March 2, 2016

Grimsby sickens but fails to gross as Deadpool continues heroics at the UK box office

Charles Gant / The Guardian

The disappointment: Grimsby

With its traditionally scripted set-up, extreme gross-out humour and lampooning of beery lad culture that hardly qualifies as innovative, Grimsby was never likely to endear itself to critics as much as past Sacha Baron Cohen triumphs such as Borat. But he has always been pretty reliable at the UK box office, with even the so-so offering The Dictator taking £11.4m. Grimsby contains at least one rather remarkable talking-point scene, unfolding inside an elephant’s vagina, which you would imagine would help the film achieve audience traction.

Grimsby’s debut of £1.93m, including Wednesday/Thursday previews of £441,000, will be viewed as disappointing. The Dictator began with £4.96m including previews of £1.54m in 2012. Other Baron Cohen films are less aptly compared, since they benefited from established characters, but Bruno opened in July 2009 with exactly £5m, without benefit of a previews boost, while Borat, the comedian’s biggest UK hit with a £24.15m total, began in November 2006 with £6.24m including £910,000 in previews.

The winner: Deadpool

Despite falling 48% in its third frame, Deadpool had no trouble resisting the challenge of Grimsby, retaining the chart crown with takings of £2.99m. Its total after 19 days is a healthy £31.15m. That’s higher than all the X-Men and Wolverine films (the franchise’s best performer, Days of Future Past, took £27.3m). It’s better than Sam Raimi’s first two Spider-Man films (£29m and £26.7m lifetime), and is closing in on Spider-Man 3’s £33.6m. Deadpool’s number is well ahead of the first two Iron Man films (£17.4m and £21.2m respectively), and distributor Fox will be hoping it can eventually catch Iron Man 3 (£37m). These comparisons are not adjusted for ticket price inflation.

Ryan Reynolds’ previous attempt at a comic book superhero franchise, Green Lantern, self-destructed with a poor £6.19m here. Deadpool has already achieved five times that film’s UK box-office.

Star Wars exits

Falling out of the UK top 10 in its 11th week of play, Star Wars: The Force Awakens has now reached an astonishing £122.6m. In 2012, Skyfall become the first film to crack £100m at UK cinemas (with £103.2m), and, after Spectre fell short with £94.7m, it remained the only one to achieve this feat until the arrival of the latest Star Wars.
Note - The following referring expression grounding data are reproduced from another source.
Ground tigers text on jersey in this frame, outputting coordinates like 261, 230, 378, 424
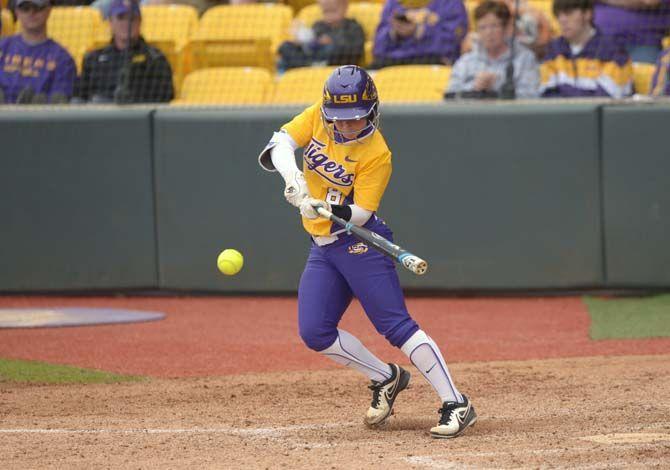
282, 102, 392, 237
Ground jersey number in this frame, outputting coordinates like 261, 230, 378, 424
326, 188, 343, 205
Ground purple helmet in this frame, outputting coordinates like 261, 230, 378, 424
321, 65, 379, 143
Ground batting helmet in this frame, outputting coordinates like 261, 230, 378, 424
321, 65, 379, 143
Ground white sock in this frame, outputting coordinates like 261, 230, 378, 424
320, 329, 393, 383
401, 330, 463, 403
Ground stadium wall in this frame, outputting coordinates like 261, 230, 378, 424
0, 109, 157, 291
1, 103, 668, 292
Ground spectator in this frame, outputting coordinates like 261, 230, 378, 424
0, 0, 76, 104
446, 0, 540, 98
594, 0, 670, 64
540, 0, 632, 97
278, 0, 365, 72
371, 0, 468, 68
650, 46, 670, 94
76, 0, 174, 103
463, 0, 556, 59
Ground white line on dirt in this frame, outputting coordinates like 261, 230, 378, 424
0, 421, 358, 437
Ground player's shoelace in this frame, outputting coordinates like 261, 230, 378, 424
437, 403, 456, 425
368, 381, 383, 408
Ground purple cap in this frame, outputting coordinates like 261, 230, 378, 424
16, 0, 50, 7
109, 0, 141, 18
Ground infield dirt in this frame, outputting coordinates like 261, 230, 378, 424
2, 354, 668, 469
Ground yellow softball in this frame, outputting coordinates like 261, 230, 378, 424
217, 249, 244, 276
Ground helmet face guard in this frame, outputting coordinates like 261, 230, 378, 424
320, 65, 380, 144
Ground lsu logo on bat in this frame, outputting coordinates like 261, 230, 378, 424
303, 138, 354, 186
348, 242, 369, 255
333, 94, 358, 104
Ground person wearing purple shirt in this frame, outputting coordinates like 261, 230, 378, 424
371, 0, 468, 68
594, 0, 670, 63
0, 0, 76, 104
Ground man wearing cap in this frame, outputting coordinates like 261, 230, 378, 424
0, 0, 76, 104
76, 0, 173, 103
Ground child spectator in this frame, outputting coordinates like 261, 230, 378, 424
0, 0, 76, 104
650, 46, 670, 95
540, 0, 633, 97
446, 0, 540, 98
371, 0, 468, 68
278, 0, 365, 72
76, 0, 174, 103
463, 0, 556, 59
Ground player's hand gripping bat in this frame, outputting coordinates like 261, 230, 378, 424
316, 207, 428, 276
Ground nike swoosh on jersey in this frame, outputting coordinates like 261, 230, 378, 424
344, 156, 358, 162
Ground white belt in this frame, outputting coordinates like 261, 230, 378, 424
312, 228, 348, 246
311, 214, 377, 246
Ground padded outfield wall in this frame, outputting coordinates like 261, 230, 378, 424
1, 103, 669, 292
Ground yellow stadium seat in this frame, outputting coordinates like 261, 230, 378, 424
271, 66, 335, 105
373, 65, 451, 103
1, 9, 14, 37
140, 5, 198, 90
632, 62, 656, 95
296, 3, 322, 28
528, 0, 560, 38
173, 67, 272, 105
285, 0, 317, 15
45, 7, 102, 71
187, 4, 292, 71
465, 0, 477, 29
348, 2, 383, 41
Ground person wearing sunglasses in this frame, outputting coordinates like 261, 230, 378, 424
0, 0, 76, 104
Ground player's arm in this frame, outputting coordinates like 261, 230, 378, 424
258, 104, 317, 207
258, 130, 308, 207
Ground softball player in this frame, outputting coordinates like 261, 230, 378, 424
258, 65, 476, 438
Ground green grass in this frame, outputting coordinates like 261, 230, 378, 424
584, 295, 670, 340
0, 358, 144, 384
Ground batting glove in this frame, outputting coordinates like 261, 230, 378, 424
300, 198, 331, 219
284, 170, 309, 207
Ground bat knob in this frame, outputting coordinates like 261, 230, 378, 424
401, 255, 428, 275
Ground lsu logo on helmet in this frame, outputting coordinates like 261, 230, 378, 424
347, 242, 369, 255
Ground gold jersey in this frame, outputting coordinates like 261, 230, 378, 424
282, 102, 392, 237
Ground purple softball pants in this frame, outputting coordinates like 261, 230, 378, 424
298, 217, 419, 352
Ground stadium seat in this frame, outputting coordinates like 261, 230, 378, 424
172, 67, 273, 105
632, 62, 656, 95
140, 5, 198, 89
527, 0, 560, 37
43, 7, 102, 71
187, 4, 292, 71
271, 66, 335, 105
373, 65, 451, 103
1, 8, 13, 37
296, 3, 322, 28
465, 0, 477, 29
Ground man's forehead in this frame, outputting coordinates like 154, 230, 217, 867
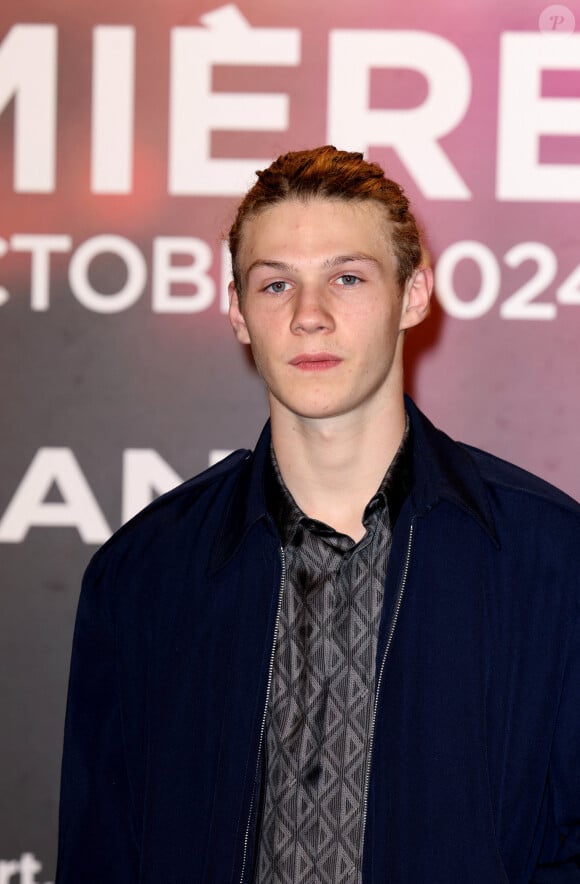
246, 195, 389, 226
239, 198, 395, 269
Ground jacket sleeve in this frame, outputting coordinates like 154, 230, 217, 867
532, 599, 580, 882
55, 550, 140, 883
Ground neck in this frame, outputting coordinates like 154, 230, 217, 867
270, 395, 407, 540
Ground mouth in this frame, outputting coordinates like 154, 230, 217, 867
289, 353, 343, 371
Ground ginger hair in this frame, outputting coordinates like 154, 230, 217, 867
227, 145, 423, 295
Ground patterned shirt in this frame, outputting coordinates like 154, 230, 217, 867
255, 423, 412, 884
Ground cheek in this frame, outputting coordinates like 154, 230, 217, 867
360, 306, 400, 339
244, 331, 274, 378
364, 319, 402, 366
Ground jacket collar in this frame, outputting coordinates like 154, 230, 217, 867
404, 395, 498, 545
209, 421, 275, 573
210, 396, 498, 572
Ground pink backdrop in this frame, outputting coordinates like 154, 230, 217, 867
1, 0, 578, 878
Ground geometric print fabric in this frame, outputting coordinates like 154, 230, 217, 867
254, 438, 406, 883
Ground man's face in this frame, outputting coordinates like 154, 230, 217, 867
229, 197, 430, 426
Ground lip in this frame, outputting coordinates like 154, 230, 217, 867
289, 352, 342, 371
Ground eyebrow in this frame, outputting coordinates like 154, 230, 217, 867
245, 253, 381, 277
324, 253, 381, 269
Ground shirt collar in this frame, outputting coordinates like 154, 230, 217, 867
209, 396, 498, 574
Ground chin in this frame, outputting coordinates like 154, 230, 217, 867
287, 400, 352, 422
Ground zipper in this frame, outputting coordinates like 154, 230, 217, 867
360, 520, 415, 852
239, 546, 287, 883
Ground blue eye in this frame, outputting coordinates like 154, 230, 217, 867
337, 274, 360, 286
265, 281, 289, 294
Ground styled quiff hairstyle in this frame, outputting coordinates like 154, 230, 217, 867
228, 145, 423, 296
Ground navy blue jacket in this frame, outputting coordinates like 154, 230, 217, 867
56, 398, 580, 883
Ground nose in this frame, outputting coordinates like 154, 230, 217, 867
290, 284, 335, 335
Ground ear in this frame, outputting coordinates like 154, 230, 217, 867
228, 281, 251, 345
399, 267, 433, 331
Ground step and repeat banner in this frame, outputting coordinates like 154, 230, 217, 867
1, 0, 579, 878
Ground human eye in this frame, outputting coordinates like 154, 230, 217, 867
264, 280, 290, 294
336, 274, 362, 287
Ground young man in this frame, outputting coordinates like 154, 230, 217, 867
56, 147, 580, 883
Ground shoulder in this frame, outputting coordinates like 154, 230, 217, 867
405, 396, 580, 538
461, 442, 580, 517
87, 448, 251, 573
457, 443, 580, 561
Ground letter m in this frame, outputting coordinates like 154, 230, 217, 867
0, 25, 57, 192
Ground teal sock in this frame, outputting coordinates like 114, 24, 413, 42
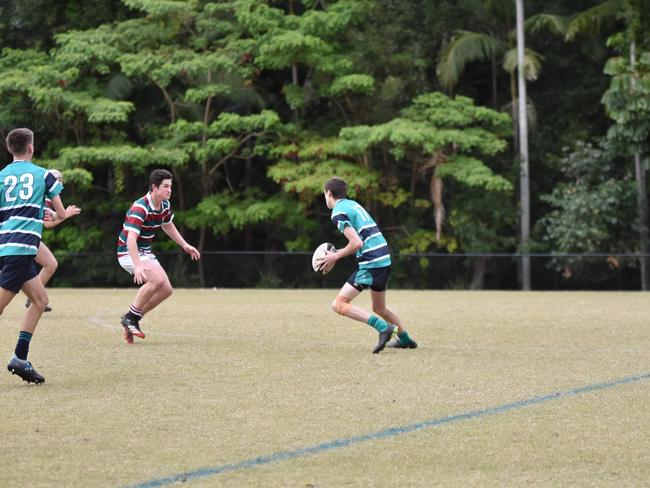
367, 315, 388, 333
397, 330, 412, 345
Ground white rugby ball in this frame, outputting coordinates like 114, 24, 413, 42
312, 242, 336, 273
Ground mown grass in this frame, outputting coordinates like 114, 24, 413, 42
1, 289, 649, 487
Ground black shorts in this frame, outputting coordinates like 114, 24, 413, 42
346, 266, 391, 292
0, 255, 39, 293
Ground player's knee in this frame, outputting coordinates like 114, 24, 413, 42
45, 259, 58, 273
162, 283, 173, 298
331, 295, 351, 316
32, 294, 48, 311
149, 274, 165, 288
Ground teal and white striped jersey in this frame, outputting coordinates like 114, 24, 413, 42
331, 198, 391, 269
0, 160, 62, 256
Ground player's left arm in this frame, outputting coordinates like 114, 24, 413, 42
162, 222, 201, 260
47, 195, 67, 223
44, 204, 81, 229
319, 226, 362, 272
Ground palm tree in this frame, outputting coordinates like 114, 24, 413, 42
566, 0, 649, 290
436, 9, 564, 107
436, 4, 565, 290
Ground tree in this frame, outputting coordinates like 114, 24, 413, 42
435, 1, 564, 111
601, 49, 650, 285
0, 0, 634, 289
537, 140, 634, 282
271, 91, 513, 287
566, 0, 650, 289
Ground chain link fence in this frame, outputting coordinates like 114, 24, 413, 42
46, 251, 649, 290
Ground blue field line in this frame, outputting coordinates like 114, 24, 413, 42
124, 371, 650, 488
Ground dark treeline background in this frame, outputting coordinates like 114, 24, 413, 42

The Force Awakens is now running 19% ahead of Skyfall, and Disney could conceivably squeeze a bit more life out of the film in the Easter holidays. The earliest possible DVD release date, respecting the 16.5-week theatrical window required by the multiplex chains in the UK, is 11 April.

The foreign language hit: Rams

Excluding Bollywood titles, no foreign-language film managed £1m at the UK box office in 2015, and only three cracked £300,000: Wild Tales, Force Majeure and Timbuktu. This led to a lot of despondency in the indie distribution and exhibition sectors, a discouragement for future risk-taking. So the current success of Rams – an Icelandic film about two mutually antipathetic sheep-farmer brothers from a director with no name recognition here – is all the more heartening.

Rams was released here three weeks ago with a debut of £26,900 from 20 cinemas – hardly a number that suggested Grímur Hákonarson’s film would go on to become a breakout art house hit. In fact, Rams benefited from only limited showtimes at most of its venues (a programming strategy that might be seen as either timid or realistic depending on your point of view) and so the opening site average of £1,343 was not bad.

Two curmudgeonly sheep farmers are faced with the destruction of their flock in rural Iceland, in a delicate film hovering between absurdity and tragedy

The film’s distributor, Soda, was able to expand Rams for its second weekend, and again for its third, and held on to 24 cinemas for the fourth frame. Box office is now at £180,000, which is a healthy 6.7 times the opening number. Only eight non-Bollywood foreign-language films grossed more than that last year, and that’s including Gemma Bovery, which was partly in English. Rams will have no problem cracking £200,000 here, and it remains to be seen how far Soda can extend the run, building on warm audience buzz for the title. So far, it’s played in 60 UK and Ireland cinemas, and a further 71 have booked it for the future.